As the founders knew, government tends to take on more and more power unto itself, growing like a weed in a garden until it encompasses the whole plot, chocking out all competitors in the free market. Unless the people cut back government by voting for cost cutters, corruption fighters or small government aficionados, government will become an unwieldy beast. We've seen this in California and this is why the state is bankrupt, too.

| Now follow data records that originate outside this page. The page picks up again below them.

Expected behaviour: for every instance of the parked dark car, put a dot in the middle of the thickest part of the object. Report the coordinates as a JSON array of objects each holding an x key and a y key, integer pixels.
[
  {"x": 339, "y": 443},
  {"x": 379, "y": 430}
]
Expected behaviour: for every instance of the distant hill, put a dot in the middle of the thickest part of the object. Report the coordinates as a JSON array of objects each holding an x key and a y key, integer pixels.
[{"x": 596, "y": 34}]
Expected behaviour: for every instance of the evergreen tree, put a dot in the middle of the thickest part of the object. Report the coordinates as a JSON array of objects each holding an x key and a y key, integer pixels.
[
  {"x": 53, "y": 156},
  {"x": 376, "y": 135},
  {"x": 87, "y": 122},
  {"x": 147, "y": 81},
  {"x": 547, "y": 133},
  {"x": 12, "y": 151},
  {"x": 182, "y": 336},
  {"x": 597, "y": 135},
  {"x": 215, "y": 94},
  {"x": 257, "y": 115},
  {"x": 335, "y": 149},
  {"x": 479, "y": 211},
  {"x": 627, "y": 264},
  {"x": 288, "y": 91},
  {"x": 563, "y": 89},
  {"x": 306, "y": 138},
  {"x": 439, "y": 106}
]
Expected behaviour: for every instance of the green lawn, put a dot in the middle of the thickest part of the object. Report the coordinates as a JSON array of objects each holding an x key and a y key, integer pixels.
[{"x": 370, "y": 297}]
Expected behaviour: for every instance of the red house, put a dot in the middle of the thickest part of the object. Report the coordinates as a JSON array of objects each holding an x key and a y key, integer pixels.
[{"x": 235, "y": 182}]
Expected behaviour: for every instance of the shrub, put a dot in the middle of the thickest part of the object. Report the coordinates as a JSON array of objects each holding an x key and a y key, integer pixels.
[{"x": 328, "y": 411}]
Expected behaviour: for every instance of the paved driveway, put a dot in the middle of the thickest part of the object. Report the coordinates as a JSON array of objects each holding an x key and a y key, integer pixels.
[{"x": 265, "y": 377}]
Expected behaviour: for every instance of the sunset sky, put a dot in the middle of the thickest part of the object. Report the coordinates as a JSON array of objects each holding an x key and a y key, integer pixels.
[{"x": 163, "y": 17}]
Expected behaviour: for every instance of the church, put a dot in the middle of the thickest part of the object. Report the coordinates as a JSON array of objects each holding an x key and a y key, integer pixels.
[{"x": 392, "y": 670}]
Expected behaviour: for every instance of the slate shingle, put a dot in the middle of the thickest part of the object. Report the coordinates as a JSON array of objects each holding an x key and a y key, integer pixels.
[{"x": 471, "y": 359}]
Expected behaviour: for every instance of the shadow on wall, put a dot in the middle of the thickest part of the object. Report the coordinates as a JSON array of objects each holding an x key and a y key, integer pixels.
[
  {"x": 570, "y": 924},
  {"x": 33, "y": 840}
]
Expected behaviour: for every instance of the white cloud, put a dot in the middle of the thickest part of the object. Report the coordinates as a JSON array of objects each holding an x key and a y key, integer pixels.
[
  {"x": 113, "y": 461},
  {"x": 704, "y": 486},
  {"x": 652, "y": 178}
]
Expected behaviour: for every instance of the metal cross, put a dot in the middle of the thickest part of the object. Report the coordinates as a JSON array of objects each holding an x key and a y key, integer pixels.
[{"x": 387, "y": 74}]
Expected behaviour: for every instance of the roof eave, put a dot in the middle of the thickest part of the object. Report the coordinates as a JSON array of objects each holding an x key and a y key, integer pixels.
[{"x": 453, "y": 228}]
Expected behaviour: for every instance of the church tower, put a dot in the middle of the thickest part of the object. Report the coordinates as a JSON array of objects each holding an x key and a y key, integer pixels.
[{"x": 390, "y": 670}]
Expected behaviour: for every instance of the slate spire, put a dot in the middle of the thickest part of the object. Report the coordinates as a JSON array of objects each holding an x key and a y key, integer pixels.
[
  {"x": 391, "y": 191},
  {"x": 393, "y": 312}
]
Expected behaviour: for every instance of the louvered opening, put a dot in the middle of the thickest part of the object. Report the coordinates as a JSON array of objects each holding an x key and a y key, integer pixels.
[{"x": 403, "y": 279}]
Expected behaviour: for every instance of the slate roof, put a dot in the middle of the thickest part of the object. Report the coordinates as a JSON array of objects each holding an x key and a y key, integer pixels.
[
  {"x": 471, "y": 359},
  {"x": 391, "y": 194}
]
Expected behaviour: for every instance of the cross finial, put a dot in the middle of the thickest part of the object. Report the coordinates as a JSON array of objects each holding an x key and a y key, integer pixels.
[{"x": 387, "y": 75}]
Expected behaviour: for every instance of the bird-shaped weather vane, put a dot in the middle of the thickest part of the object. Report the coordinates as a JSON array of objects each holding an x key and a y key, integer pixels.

Applying this to healthcare, we will surely see what might be a basic, minimum coverage plan start out, but it will soon grow to gargantuan proportions once more and more services, operations, and drugs are added to the list that taxpayers will be forced to pay for. More and more patients will uses these unnecessary services causing the system to groan under the weight of what is demanded of it.
In the end, costs will simply run so high that the system will quickly become bankrupted and unsustainable.
Life sustaining services are one thing. But once it is determined that citizens have a "right" to such services on the public dime, it won't be long before people decide that laser eye surgery is a right, that cosmetic surgery is an important quality of life issue, or that penile extension surgery is something that no one should be forced to do without. And for each of these "necessary" services, a compliant Congressman or Senator can easily be found to vote "yes" on including such necessities in the public plan.
We can easily see that this will be the case when looking at the prison medical systems as a case study. We've all heard the ridiculous stories where some judge somewhere forced a state to pay for inmates' liposuction or sex change operations because these medical systems re operated under color of government authority. Does anyone think that when the first state prison medical system was created that the politicians that authorized it would imagine that a sex change was a necessary medical service to inmates? Certainly not. But we arrived at that point anyway, didn't we?
We also have the example of the coverage currently offered to New Hampshire state government employees. Due to union overreach and pliant lawmakers, their coverage has evolved into the sort of outlandish, Cadillac plan we are talking about. For a $60 a month premium, state employees get over $20,000 worth of services. Surgery is "free," MRIs and CAT scans are as well. All sorts of premium services have been added to their plans through purely political, not medical, means.
These examples are the templates that any federal plan will follow. And America will drown in the bills.